A paid government informant who infiltrated a group of men accused of plotting an attack on soldiers at a New Jersey military installation was an Egyptian national on probation for bank fraud, an attorney in the case said Tuesday.
Less than two weeks after 38-year-old Mahmoud Omar was taken off probation and free to leave the United States, the FBI arrested the men who came to be known as the Fort Dix Six for allegedly planning to attack Fort Dix.
Until Tuesday, Omar was publicly known in court records only as CW-1 — for Cooperating Witness No. 1 — an Egyptian man older than the plot suspects who had been helpful to federal authorities in the past. A second paid informant remains unidentified.
The actions of CW-1 have raised questions of whether the government crossed the line and pushed the six men down a path they would not have otherwise followed.
During a court proceeding Tuesday, defense lawyer Michael Huff said that CW-1 was named Mahmoud Omar, and that on one tape he made for the government, Omar mentioned he was on probation.
‘Some credibility questions’
Huff asked U.S. District Judge Robert Kugler to require the government to hand over additional details about why Omar was on probation. Kugler said the defense would get that information well before a trial.
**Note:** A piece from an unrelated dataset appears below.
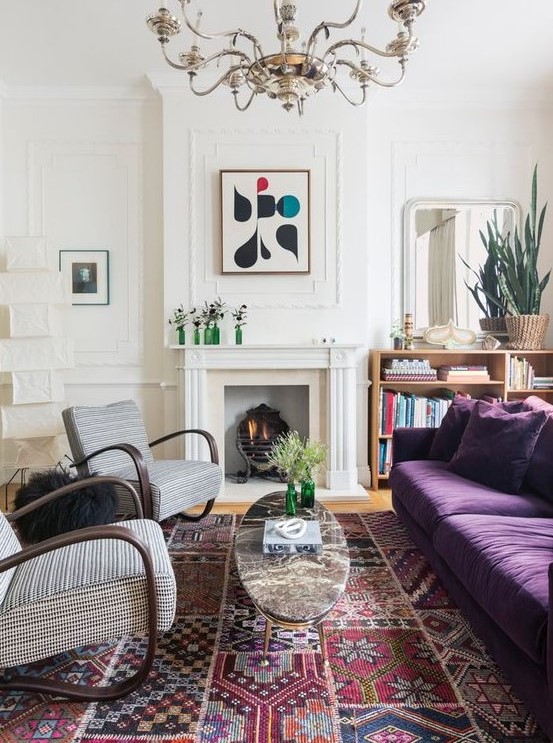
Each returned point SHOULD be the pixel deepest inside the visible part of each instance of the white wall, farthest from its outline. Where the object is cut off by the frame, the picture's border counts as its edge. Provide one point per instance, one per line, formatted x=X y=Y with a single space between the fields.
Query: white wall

Troy Archie, another defense lawyer, said he believes Omar was the informant and said Omar also helped authorities in the bank fraud case in 2001 that landed him on probation.
"He's a paid informant," Archie said. "There are some credibility questions ... coupled with the financial."
Greg Reinert, a spokesman for the U.S. attorney's office, would not confirm whether Omar was the informant.
According to court documents, CW-1 railed against the United States, helped scout out military installations for attack, offered to introduce his comrades to an arms dealer, and gave them a list of weapons he could procure, including machine guns and rocket-propelled grenades.
The Fort Dix Six were arrested in May after a 15-month FBI investigation that relied heavily on two paid informants who secretly recorded meetings and telephone conversations in which the suspects talked of killing "in the name of Allah."
Accused face life in prison
Prosecutors portrayed the six foreign-born men — Serdar Tatar, 23; Agron Abdullahu, 24; Mohamad Ibrahim Shnewer, 22; Dritan "Anthony" or "Tony" Duka, 28; Shain Duka, 26; and Eljvir "Elvis" Duka, 23 — as driven by hatred of America, a description disputed by relatives and acquaintances.
Five of them face life in prison if convicted of conspiring to murder military personnel; Abdullahu pleaded guilty last month to conspiring to provide weapons to the group and faces as many as five years in prison when he is sentenced Feb. 6.
Government lawyers said Tuesday that they plan to add weapons charges against some of the men.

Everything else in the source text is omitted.